= Alliance Against State Hostage Taking =

Human rights organization

The Alliance Against State Hostage Taking was a collective initiative founded by a group of former hostages and families of those detained in Iran who campaigned against the practice of Iran's hostage diplomacy. In the aftermath of the Joint Comprehensive Plan of Action (JCPOA), the Islamic Republic of Iran employed a fresh trend of the tactic of arresting Western citizens and dual-nationals in a bid to extract concessions from its foes, in a strategy of hostage diplomacy that has long presented the Western world with a dilemma.

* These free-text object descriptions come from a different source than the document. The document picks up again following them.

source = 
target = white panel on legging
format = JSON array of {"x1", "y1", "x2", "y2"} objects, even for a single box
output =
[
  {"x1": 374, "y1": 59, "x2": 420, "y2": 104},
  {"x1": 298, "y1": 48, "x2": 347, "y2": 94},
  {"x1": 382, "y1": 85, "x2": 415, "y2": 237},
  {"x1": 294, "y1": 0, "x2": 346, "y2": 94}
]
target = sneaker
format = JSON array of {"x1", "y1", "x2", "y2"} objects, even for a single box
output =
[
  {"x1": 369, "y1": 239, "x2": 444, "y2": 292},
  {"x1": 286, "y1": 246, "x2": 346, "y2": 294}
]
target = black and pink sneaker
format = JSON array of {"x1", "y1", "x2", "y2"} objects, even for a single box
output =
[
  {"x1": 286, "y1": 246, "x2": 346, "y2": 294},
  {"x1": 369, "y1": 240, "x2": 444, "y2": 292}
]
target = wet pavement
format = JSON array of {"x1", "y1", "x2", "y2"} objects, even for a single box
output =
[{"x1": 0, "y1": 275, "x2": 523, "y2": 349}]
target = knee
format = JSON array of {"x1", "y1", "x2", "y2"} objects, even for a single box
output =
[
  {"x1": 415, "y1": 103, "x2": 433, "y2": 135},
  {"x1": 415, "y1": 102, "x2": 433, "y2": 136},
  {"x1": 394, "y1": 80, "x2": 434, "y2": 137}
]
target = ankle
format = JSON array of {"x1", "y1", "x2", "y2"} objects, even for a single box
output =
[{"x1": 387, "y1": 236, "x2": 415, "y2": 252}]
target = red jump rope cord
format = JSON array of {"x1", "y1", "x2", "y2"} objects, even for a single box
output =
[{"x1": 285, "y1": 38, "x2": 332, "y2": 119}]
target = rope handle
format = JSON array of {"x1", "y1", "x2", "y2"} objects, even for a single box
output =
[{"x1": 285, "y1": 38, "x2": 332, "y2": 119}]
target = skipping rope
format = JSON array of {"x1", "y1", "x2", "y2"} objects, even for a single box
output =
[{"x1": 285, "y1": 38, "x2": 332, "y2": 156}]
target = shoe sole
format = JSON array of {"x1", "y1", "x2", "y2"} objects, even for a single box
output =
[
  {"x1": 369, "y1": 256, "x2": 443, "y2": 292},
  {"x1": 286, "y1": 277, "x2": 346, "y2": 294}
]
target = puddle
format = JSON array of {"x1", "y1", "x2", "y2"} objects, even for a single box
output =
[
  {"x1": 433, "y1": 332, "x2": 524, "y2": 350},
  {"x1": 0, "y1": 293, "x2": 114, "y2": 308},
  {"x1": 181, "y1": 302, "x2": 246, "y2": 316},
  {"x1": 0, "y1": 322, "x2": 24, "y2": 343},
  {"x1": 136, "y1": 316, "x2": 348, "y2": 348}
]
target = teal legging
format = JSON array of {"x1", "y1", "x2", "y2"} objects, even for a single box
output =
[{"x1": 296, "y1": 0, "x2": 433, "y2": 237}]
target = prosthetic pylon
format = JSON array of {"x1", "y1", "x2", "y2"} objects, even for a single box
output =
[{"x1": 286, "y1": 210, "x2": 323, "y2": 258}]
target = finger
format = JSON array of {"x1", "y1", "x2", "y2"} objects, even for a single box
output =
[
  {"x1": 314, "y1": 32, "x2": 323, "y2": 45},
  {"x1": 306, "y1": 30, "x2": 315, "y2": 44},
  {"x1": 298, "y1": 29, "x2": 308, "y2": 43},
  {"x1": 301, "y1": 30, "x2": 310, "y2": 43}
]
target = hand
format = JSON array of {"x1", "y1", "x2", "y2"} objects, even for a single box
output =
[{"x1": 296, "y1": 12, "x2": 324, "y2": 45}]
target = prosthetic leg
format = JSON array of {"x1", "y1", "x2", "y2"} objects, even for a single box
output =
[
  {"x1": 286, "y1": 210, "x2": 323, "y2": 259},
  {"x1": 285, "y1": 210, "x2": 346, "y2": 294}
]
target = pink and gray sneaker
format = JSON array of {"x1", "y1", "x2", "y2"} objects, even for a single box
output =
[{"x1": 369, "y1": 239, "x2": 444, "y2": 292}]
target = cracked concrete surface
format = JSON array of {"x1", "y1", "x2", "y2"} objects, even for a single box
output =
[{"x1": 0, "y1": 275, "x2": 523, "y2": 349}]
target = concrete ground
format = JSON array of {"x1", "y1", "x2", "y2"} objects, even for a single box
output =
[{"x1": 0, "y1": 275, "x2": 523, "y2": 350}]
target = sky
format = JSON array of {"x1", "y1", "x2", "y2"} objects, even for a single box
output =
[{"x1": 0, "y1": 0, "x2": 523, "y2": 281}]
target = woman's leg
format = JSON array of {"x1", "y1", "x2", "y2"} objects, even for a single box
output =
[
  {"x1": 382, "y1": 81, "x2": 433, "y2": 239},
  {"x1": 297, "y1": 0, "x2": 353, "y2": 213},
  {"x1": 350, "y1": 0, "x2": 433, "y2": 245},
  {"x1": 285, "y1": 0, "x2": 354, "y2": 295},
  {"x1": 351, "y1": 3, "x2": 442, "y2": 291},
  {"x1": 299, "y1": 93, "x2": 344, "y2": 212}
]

The movement, which was known as the Families Alliance Against State-Hostage Taking argued that Iran was systematically arresting dual nationals, often with Western ties, on false, unfounded charges like espionage or "collaborating with hostile states", and using their imprisonment as leverage to extract political and economic concessions from Western governments.

It formally launched at the United Nations General Assembly in New York on 24 September 2019.

The Alliance Against State Hostage Taking established a powerful social movement, serving as the foundational inspiration for several subsequent human rights groups and charitable organizations. Among its most notable offspring are Hostage International, Hostage Aid Worldwide and Hostages Alliance. All of these groups are dedicated to advancing the movement's mission of eliminating the use of arbitrary detention of foreign individuals to exert pressure on governments, extract concessions, or influence negotiations—particularly in relation to political disputes and geopolitical disagreements.

These organisations have been actively involved in addressing the ongoing cases of the kidnapped US journalist Austin Tice, and the British couple Craig and Lindsay Foreman who were arrested in Tehran in January 2025 on charges of espionage as well as in advocacy efforts following the kidnapping of 240 Israeli citizens by Hamas militants during the 7 October 2023 attacks.